At first he responded enthusiastically to new friends and the excellent classical education offered to the aspiring young theologians and academicians. But within a few months the hyperactivity that had traumatized his parents reasserted itself. In March 1892 he ran away from school and had to be brought back by officers of the local constabulary. This episode was the prelude to such a severe fit of depression that in May his distraught parents withdrew him from Maulbronn.

For the next year and a half the future Nobel Prize winner was sent from one institution to another. First his parents turned him over to Christoph Blumhardt, a noted exorciser in Bad Boll, who tried to pray him back to health, with the perhaps not surprising result that the troubled youth tried to commit suicide—the first of several attempts. Next he was sent to a home for weak-minded children in Stettin where, as part of his treatment for “moral insanity,” he worked in the garden and tutored less able classmates. Following a third abortive attempt, at a school in Basel, Hesse attended the Gymnasium in Cannstatt, where he managed to obtain a certificate of educational proficiency in July 1893. At that point Hesse, insisting that his only wish was to become a writer, persuaded his weary parents to take him out of school, and thus at age sixteen he ended his formal education along with all hope of following the traditional family footsteps into a theological or missionary career.

Initially Hesse signed on as a bookdealer's apprentice in Esslingen, but after three days ran away again and returned to Calw, where for half a year he scandalized the neighbors by his presence and his wild plans to emigrate to Brazil. From June 1894 to September of the following year Hesse settled down to the job of filing gears as an apprentice in Heinrich Perrot's tower-clock workshop in Calw, an experience that gave him a sympathetic insight into the mentality of the town and country folk who populate his early stories.

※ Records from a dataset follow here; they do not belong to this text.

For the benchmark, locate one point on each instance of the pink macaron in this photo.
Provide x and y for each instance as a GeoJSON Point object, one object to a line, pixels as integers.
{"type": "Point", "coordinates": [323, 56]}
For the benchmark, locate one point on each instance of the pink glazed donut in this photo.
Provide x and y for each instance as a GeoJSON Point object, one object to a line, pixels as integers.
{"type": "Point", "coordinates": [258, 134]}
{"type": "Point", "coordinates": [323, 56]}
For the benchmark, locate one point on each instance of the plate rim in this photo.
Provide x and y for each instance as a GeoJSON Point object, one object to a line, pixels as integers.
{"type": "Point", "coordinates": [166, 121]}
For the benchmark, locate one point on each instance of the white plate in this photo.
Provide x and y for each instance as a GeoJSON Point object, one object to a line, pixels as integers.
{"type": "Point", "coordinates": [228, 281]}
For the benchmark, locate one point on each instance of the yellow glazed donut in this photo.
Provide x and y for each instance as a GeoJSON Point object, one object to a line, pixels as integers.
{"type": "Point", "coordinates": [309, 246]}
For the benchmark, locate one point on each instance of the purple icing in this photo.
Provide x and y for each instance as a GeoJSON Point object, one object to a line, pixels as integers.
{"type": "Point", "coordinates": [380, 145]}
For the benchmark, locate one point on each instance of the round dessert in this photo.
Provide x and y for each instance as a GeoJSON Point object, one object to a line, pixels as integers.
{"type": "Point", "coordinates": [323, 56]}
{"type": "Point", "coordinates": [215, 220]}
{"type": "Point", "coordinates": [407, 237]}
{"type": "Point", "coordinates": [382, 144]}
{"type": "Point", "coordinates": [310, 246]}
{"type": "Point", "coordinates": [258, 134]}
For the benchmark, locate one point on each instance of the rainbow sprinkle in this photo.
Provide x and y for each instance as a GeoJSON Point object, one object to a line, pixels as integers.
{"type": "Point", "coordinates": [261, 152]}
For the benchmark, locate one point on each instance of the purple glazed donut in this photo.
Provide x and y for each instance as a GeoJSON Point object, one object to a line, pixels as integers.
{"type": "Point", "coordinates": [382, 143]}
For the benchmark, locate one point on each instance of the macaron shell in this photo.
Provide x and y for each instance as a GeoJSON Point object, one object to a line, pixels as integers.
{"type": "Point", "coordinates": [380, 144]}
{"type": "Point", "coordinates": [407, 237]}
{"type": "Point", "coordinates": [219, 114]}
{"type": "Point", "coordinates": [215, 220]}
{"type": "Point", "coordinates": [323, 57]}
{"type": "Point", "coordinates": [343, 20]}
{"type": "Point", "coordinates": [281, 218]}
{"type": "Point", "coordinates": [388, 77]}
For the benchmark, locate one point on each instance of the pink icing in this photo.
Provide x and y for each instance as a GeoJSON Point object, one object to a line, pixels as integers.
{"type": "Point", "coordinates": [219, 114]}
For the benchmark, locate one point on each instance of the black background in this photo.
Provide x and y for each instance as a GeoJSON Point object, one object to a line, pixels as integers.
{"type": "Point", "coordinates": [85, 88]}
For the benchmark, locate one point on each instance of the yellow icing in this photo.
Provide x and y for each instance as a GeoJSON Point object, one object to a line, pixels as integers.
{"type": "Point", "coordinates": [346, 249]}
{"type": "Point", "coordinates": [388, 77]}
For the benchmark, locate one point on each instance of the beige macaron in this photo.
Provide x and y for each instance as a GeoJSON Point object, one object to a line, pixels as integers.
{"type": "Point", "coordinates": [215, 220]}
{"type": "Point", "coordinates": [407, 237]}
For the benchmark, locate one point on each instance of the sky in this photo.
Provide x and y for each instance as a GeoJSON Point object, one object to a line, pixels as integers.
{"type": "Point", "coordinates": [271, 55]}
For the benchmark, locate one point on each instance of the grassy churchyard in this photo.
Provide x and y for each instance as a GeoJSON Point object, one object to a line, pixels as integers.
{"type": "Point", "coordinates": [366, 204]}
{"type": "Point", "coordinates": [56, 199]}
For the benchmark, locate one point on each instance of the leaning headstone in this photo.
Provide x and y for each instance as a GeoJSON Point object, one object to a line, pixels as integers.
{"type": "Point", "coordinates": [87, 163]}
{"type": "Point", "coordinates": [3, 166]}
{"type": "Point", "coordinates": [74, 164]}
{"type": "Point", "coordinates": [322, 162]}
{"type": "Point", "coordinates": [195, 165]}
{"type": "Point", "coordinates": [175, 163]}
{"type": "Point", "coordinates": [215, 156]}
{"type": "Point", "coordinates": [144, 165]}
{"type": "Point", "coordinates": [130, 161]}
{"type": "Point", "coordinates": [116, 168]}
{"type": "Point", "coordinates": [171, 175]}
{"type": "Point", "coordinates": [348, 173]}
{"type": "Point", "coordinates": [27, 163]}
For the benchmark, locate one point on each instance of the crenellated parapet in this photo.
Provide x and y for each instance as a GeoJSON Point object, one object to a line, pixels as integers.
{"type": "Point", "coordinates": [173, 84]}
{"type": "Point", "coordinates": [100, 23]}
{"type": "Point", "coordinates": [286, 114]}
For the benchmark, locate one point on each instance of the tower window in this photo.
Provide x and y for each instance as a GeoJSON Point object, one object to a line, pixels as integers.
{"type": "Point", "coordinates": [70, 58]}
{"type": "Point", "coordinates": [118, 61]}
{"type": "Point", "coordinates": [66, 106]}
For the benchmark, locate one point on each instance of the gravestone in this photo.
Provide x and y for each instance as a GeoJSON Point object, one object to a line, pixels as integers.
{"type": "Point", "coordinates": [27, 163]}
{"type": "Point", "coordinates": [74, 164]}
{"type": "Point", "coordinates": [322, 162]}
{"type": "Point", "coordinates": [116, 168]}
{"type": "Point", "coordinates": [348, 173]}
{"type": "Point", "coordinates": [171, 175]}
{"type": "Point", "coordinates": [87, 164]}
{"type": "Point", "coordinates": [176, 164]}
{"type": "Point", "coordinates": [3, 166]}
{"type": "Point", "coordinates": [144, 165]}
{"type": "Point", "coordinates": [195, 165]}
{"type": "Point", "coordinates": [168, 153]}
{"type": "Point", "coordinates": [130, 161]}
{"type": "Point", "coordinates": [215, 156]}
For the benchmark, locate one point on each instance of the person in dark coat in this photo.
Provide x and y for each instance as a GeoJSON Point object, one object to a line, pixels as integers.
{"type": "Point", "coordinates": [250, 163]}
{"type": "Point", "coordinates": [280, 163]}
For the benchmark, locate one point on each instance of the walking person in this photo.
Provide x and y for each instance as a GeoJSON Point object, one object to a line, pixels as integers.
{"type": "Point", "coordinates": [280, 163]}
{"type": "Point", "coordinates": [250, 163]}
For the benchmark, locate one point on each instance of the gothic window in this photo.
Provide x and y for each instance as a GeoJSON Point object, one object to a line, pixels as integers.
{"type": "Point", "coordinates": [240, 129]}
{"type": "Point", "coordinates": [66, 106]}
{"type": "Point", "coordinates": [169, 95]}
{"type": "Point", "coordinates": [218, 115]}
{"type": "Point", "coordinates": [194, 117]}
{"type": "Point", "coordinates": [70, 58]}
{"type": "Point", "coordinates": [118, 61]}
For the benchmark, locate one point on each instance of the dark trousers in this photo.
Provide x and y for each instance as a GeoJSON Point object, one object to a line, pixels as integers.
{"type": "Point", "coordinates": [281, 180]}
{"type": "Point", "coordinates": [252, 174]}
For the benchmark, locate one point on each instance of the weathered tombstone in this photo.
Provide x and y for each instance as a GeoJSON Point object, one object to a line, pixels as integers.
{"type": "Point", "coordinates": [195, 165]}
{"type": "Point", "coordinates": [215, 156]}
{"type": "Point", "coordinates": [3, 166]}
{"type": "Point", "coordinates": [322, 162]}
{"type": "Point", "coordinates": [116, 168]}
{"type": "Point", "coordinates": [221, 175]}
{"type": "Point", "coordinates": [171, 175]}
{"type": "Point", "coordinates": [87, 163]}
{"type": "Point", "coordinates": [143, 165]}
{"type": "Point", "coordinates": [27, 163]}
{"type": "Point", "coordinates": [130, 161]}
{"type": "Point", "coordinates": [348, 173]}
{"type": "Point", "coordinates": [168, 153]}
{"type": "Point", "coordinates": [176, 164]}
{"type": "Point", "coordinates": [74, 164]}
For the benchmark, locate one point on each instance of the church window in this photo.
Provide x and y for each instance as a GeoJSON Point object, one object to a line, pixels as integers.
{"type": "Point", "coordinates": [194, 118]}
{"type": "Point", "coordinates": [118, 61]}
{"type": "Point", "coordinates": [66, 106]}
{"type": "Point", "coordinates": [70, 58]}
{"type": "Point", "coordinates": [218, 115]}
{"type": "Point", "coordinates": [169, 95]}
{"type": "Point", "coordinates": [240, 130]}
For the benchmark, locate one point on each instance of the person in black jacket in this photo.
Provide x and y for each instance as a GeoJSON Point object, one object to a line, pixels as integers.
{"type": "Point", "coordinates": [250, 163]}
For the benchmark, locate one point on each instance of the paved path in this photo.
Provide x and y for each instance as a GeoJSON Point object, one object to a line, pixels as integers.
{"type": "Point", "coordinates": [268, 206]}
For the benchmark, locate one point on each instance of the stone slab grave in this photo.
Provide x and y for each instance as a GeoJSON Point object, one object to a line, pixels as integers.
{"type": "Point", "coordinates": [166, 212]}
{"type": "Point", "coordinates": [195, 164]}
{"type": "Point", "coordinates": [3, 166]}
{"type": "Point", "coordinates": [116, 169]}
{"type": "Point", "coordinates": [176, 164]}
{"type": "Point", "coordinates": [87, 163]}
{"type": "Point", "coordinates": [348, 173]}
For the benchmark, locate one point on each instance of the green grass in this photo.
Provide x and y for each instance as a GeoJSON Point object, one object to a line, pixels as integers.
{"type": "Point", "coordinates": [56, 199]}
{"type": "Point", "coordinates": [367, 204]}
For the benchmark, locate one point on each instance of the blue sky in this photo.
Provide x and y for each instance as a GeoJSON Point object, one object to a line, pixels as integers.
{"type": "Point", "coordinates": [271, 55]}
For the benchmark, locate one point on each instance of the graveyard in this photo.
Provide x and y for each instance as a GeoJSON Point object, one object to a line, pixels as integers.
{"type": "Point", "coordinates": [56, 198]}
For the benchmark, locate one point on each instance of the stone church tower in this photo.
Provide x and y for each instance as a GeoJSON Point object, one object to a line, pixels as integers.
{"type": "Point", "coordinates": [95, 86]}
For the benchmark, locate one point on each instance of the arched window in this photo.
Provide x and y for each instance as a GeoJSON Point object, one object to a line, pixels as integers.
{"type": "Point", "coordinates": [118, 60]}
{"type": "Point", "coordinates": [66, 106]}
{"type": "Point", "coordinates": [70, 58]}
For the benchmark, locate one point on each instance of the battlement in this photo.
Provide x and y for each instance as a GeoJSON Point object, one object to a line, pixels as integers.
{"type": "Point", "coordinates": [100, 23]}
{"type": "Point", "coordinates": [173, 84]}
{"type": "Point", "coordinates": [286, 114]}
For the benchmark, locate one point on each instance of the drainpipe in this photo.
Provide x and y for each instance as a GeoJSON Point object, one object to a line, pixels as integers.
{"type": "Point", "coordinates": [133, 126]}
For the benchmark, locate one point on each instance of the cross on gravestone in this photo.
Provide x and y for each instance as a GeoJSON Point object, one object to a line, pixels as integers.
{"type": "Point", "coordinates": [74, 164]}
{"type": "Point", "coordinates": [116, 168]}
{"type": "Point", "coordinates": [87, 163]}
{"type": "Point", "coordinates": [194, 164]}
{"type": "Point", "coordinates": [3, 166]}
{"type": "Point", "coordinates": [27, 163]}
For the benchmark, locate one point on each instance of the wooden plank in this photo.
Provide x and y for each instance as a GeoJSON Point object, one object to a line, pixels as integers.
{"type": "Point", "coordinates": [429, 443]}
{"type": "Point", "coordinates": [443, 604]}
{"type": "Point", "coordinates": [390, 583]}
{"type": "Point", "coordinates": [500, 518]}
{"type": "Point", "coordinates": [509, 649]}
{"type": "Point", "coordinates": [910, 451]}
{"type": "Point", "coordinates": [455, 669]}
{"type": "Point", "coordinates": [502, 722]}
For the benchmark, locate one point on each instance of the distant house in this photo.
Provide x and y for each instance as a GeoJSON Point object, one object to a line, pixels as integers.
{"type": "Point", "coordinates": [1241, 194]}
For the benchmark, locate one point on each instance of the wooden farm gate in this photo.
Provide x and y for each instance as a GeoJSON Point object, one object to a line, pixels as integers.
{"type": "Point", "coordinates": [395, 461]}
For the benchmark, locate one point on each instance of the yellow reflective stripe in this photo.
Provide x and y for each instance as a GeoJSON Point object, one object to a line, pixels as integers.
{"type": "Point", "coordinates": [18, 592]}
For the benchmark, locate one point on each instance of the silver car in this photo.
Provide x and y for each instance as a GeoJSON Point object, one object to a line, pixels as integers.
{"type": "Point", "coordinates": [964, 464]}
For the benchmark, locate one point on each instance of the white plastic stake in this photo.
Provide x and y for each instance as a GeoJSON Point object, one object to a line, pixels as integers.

Finally Hesse seemed to find himself. Signing on as an apprentice in Heckenhauer's bookstore in the university town of Tübingen, he remained in the position for the four years necessary to receive his apprentice's letter. Moreover, his dream of becoming a writer began to materialize. His first poem was published in 1896; he found a coterie of compatible friends who styled themselves the
petit cénacle
—Ludwig Finckh, Otto Erich Faber, C. Hammelehle, and others mentioned from time to time in his letters; he devoted himself intensively to the study of German literature, especially Goethe and other writers of the Romantic age; and his first volume of poetry appeared late in 1898 under the revealing title
Romantic Songs.
Hesse's correspondence with the writer Helene Voigt, the fiancée of the young publisher Eugen Diederichs, paved the way for the publication of his prose sketches
An Hour beyond Midnight
(1899). In September 1899, with his letter of apprenticeship in hand, Hesse moved to Basel, where he worked in Reich's bookstore until January 1901 and then, until 1903, in Wattenwyl's antiquarian bookstore. In this city dominated by the memory of the philosopher Nietzsche and the cultural historian Jacob Burckhardt, Hesse was introduced to a sophisticated circle of artists and intellectuals in the home of city archivist Rudolf Wackernagel. Meanwhile, he began to establish his own literary reputation with articles and reviews in Swiss newspapers and journals. Although his mother had disapproved of his
Romantic Songs,
which she considered immoral, Hesse hoped to win her approval with the volume
Poems,
which he dedicated to her in 1902. Unfortunately, she died shortly before their publication, yet Hesse—in the curious ambivalence that characterized so many of his family relations—did not even make the short trip to attend her funeral.